Moshtix
| Primary URL | Location | Industry | moshtix[.]com[.]au |
Country
Australia
|
Entertainment
|
|---|
Profile
Moshtix operates as an online ticketing platform that facilitates the sale and distribution of tickets for live events, festivals, and other entertainment activities. Headquartered in Australia, the company provides a digital interface through which event organisers can create, manage, and publish ticket offerings, while consumers can browse, select, and purchase tickets for those events. Its core service includes the configuration of event details, pricing structures, and surcharge fees, all of which are handled through a front‑end event management system. The platform processes payments using encrypted transaction channels, a design choice intended to protect stored payment data from exposure. Moshtix provides ticketing services for a range of events, including festivals, and supports organisers of varying scales. By focusing on the end‑to‑end ticketing workflow, the company positions itself as a specialist in event‑centric commerce rather than a general‑purpose e‑commerce provider.
In May 2014, Moshtix experienced a security incident in which an attacker gained unauthorised access to its event configuration system during a major festival ticket sale. The intrusion allowed the perpetrator to alter credit‑card surcharge fees and to create fraudulent discounted tickets, resulting in excessive charges for 422 customers and 13 illegitimate purchases at reduced prices.
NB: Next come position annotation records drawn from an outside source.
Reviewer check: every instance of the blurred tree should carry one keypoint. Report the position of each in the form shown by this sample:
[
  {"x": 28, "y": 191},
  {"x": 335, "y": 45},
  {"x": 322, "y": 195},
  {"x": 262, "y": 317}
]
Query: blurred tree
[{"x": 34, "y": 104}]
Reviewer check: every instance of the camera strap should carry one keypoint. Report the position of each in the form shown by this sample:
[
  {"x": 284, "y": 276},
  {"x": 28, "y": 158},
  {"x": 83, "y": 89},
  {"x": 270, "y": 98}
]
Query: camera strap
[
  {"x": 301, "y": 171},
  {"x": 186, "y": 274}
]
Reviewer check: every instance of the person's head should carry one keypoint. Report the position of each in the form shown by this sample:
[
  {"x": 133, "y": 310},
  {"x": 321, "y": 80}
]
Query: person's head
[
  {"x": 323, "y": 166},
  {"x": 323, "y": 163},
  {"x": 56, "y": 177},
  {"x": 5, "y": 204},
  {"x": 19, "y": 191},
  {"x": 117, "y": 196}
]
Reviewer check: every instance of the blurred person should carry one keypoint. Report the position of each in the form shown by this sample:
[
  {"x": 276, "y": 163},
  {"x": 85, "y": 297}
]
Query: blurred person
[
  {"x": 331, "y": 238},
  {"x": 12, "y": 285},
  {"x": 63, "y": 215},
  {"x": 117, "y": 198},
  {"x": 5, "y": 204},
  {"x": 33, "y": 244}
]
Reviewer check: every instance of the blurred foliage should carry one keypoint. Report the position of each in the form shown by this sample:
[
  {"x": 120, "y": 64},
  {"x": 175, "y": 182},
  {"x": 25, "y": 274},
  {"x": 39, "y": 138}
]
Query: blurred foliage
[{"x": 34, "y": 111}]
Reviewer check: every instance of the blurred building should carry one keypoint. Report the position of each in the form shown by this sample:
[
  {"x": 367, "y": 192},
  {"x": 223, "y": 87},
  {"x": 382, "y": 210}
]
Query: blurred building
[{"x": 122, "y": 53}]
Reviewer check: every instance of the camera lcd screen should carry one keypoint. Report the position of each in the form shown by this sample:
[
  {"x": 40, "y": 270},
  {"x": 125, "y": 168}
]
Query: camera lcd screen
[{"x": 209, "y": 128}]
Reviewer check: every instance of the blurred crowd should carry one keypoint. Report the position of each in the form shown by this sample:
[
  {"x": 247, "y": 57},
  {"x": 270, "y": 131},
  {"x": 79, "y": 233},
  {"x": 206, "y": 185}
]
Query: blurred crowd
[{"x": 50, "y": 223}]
A false message claiming that customer data was being sold was also posted, apparently intended to disrupt operations and harm the company’s reputation. Forensic analysis determined that the breach was confined to the front‑end event settings and did not compromise stored payment information because of the platform’s encryption controls. In response, Moshtix issued refunds to affected customers, disabled the compromised access points, and engaged law‑enforcement authorities to investigate the incident. The attacker’s motive appeared to be operational disruption and reputational damage rather than direct financial theft, highlighting the platform’s exposure to threats targeting its configuration and public‑facing functions.